Top 10 Dud Global Warming Predictions....
This is from Australia - but the point is the same almost anywhere....
1. OUR CITIES WILL DIE OF THIRSTNow, go and read the other 8 dud predictions...
TIM Flannery, an expert in bones, has made a fortune from books and lectures warning that we face global warming doom. He scared us so well that we last year made him Australian of the Year.
In March, Flannery said: "The water problem is so severe for Adelaide that it may run out of water by early 2009."
In fact, Adelaide's reservoirs are now 75 per cent full, just weeks from 2009.
In June last year, Flannery warned Brisbane's "water supplies are so low they need desalinated water urgently, possibly in as little as 18 months".
In fact, 18 months later, its dams are 46 per cent full after Brisbane's wettest spring in 27 years.
In 2005, Flannery predicted Sydney's dams could be dry in just two years.
In fact, three years later its dams are 63 per cent full, not least because June last year was its wettest since 1951.
In 2004, Flannery said global warming would cause such droughts that "there is a fair chance Perth will be the 21st century's first ghost metropolis".
In fact, Perth now has the lowest water restrictions of any state capital, thanks to its desalination plant and dams that are 40 per cent full after the city's wettest November in 17 years.
Lesson: This truly is a land "of drought and flooding rains". Distrust a professional panic merchant who predicts the first but ignores the second.
2. OUR REEF WILL DIE
PROFESSOR Ove Hoegh-Guldberg, of Queensland University, is Australia's most quoted reef expert.
He's advised business, green and government groups, and won our rich Eureka Prize for scares about our reef. He's chaired a $20 million global warming study of the World Bank.
In 1999, Hoegh-Guldberg warned that the Great Barrier Reef was under pressure from global warming, and much of it had turned white.
In fact, he later admitted the reef had made a "surprising" recovery.

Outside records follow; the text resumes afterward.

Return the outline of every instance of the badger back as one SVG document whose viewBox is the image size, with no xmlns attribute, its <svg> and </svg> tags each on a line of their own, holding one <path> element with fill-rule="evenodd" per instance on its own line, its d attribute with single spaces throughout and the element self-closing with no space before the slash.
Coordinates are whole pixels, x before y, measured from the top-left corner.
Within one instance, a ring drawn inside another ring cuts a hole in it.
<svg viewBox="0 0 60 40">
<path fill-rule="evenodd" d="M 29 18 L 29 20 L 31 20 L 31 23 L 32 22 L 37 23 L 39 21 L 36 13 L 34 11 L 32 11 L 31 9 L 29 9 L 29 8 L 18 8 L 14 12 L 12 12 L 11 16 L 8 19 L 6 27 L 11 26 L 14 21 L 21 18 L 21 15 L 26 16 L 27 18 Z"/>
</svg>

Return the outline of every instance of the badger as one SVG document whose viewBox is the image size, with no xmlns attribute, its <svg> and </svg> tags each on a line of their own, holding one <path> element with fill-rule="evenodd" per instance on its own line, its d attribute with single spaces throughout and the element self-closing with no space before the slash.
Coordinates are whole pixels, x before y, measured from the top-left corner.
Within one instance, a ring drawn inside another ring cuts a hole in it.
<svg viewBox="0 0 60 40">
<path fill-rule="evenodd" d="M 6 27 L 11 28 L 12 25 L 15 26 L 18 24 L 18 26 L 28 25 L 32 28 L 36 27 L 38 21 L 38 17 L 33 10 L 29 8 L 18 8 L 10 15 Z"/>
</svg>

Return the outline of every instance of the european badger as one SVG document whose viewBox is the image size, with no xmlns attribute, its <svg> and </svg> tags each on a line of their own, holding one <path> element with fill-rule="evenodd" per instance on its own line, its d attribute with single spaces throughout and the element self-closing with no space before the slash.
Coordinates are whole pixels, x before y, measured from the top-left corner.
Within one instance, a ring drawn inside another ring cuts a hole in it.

In 2006, he warned high temperatures meant "between 30 and 40 per cent of coral on Queensland's great Barrier Reef could die within a month".
In fact, he later admitted this bleaching had "a minimal impact".
In 2007, he warned that temperature changes of the kind caused by global warming were again bleaching the reef.
In fact, the Global Coral Reef Monitoring Network last week said there had been no big damage to the reef caused by climate change in the four years since its last report, and veteran diver Ben Cropp said this week that in 50 years he'd seen none at all.
Lesson: Reefs adapt, like so much of nature. Learn again that scares make big headlines and bigger careers.